# Target's fog machine with built-in fog chiller - anyone have it?



## Nephilim

Howdy -

Today, I noticed that Target is selling a fog machine with a built-in fog chiller. You have to add your own ice to it, natch.

We use some big, clunky fog chillers that we made out of big ice chests, but our fog machines are going on the fritz, and we're going to need to purchase some new ones.

So I'm wondering if anyone has one of these, and whether it works as advertised. It doesn't seem large enough to really cool down the fog enough, but maybe there's some efficiencies with putting the ice next to where the fog is generated.

Can anyone provide a review?


----------



## Devils Chariot

I had a similar and nice one, but the same size. the ice runs out fast. It would only be good for small puffs of fog, set on a timer. Mine has since broke. It cost more than a plain fogger and a styrofoam chest, so... hmmm. I say skip it.


----------



## Turbophanx

this and the fact that the fog coming out can not be directed or piped. The mouth is too wide and its not sent with pressure.


----------



## Nephilim

The ice running out quickly and the lack of directability are fatal to this purchase for me.

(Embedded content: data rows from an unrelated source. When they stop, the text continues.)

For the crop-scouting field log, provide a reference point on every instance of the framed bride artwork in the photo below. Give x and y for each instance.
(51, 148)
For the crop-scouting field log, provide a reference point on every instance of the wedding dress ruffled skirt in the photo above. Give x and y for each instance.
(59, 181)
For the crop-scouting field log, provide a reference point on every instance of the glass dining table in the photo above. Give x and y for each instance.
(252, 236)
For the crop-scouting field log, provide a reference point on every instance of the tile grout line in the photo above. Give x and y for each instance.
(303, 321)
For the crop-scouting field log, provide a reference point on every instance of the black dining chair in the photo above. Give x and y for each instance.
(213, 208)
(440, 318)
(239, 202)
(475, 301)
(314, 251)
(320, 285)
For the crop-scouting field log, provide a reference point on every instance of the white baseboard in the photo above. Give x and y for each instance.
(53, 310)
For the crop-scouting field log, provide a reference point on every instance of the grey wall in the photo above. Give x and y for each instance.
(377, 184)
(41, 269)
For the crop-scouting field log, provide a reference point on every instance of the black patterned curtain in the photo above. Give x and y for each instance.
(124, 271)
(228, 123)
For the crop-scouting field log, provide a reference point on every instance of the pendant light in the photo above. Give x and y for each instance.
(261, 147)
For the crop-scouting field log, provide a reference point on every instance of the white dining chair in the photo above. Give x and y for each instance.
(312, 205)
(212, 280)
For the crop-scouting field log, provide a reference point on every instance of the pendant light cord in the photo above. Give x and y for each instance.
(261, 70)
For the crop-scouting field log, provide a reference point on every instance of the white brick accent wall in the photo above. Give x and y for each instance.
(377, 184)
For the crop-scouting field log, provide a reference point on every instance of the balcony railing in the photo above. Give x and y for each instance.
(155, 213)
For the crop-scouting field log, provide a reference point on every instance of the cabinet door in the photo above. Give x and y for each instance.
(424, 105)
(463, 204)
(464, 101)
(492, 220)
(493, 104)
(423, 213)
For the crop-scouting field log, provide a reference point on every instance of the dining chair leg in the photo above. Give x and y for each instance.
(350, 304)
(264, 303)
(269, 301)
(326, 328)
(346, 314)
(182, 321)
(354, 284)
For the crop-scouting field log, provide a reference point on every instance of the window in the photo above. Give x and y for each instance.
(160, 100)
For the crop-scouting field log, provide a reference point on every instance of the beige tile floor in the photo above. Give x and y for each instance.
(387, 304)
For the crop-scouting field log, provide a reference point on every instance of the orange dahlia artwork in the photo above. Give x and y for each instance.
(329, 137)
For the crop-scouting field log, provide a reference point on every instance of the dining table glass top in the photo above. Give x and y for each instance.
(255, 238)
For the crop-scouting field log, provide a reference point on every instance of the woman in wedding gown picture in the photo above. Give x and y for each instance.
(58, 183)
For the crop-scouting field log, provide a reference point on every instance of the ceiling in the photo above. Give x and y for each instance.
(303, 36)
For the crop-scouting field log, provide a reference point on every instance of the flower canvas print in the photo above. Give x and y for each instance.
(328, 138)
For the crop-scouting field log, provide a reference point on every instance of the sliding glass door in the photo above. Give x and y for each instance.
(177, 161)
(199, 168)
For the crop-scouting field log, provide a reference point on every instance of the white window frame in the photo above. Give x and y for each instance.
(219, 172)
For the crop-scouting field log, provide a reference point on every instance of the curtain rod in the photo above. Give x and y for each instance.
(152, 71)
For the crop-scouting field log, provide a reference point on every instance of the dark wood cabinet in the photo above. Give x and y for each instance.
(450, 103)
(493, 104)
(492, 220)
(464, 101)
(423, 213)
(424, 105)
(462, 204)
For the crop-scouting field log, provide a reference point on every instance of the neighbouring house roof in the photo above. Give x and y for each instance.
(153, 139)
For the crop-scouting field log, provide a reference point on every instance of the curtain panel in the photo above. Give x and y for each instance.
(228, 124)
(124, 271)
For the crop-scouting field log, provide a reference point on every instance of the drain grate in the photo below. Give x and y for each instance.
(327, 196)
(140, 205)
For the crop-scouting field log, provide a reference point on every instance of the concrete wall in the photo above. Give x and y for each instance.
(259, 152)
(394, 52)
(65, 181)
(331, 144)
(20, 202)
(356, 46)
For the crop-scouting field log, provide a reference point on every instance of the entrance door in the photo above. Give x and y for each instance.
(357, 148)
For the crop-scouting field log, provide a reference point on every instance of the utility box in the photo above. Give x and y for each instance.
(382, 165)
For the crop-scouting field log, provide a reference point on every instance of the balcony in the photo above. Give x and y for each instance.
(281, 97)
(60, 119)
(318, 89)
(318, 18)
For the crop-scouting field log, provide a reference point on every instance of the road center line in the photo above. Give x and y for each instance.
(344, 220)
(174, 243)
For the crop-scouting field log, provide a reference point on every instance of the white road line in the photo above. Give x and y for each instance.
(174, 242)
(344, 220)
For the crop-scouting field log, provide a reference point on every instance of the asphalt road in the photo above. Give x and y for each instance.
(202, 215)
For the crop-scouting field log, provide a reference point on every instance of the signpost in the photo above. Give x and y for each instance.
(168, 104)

Thanks for posting your reviews - it really helped!


----------



## Gory Corey

Only one I bought (3 yrs ago) sucked


----------



## abrcrombe

I saw it and was intrigued, but glad I didn't get it now that I read your opinions!


----------



## slimy

Ditto to all this.

I bought one a couple of years ago. Would not do it again. Very disappointed.


----------



## Desmodus

Besides, it's only a 400 watt job, really too small for anything good, and the fog isnt' given enough time in the ice to properly chill. I still think the best solution is the homemade one, with a cooler.


----------



## Vlad

What's the old saying? Actual results may vary. LOL Okay, I wound up with some of these in my never ending quest to buy every fogger for sale on the East coast. I've got the bigger 700 Watt units, and the smaller 400 Watts, I have different manufacturers. If used properly, these things will do exactly what they should, if you put them outside their operating parameters, you will be sadly dissapointed. These machines have a few drawbacks it's true. The ice does melt out quickly. I think when people are talking about directability/directionality, they really mean that the fog isn't propelled as far out the nozzle (distance). I don't know of any off the shelf foggers that have true adjustable directionality at the nozzle (in other words you want the fog to go a different way, you gotta turn the fogger, lol). If we're talking distance fog with these things, yeah forget it, if you need spot ground fog in a room or special location, these units are the ticket. They need to be away from wind even more so than a standard fogger. But in tests I ran, they produced a nice thick fog in a sheltered specific area. The right tool for the right job.


----------



## saint paul mn

I bought one too. I don't even put ice in it anymore. just a regular fogger for me.


----------



## Decrepit Desecr8shun

I bought the gemmy one(which is probably the same one your looking @) after I lost my storage unit w/ 2 professional 1500 watt Ness foggers in it(and almost everything I owned!). Very disappointed w/ fog output and the weak cooling effect...most of the fog still goes up. Garbage! So I brought out the trusty Saws all & cut the front off of it. Solved that problem! Used a 1 1/2" Inner diameter corregated hose and plumbed it into the base of my 5ft tall Obelisk tombstone which I built w/ a fog chiller inside...works great now! Lesson learned...stay w/ the semi-pro or professional models only. Buy cheap and that's what you get...cheap.


----------



## Sledge

I had the same problem it doesn't hold much ice to begin with and the ice was gone in about an hour and with everything else going on you never really get around to reloading.


----------



## Fright Zone

Here's my video of what a Gemmy could do. BUT it only gave me perfect ground hugging fog once. Returned it to Wal-Mart. 400w foggers have a long reheating time too. Made a 48qt Igloo Cube Cooler Chiller and 26 gal trash can chiller.

http://tinyurl.com/m9pzl8


----------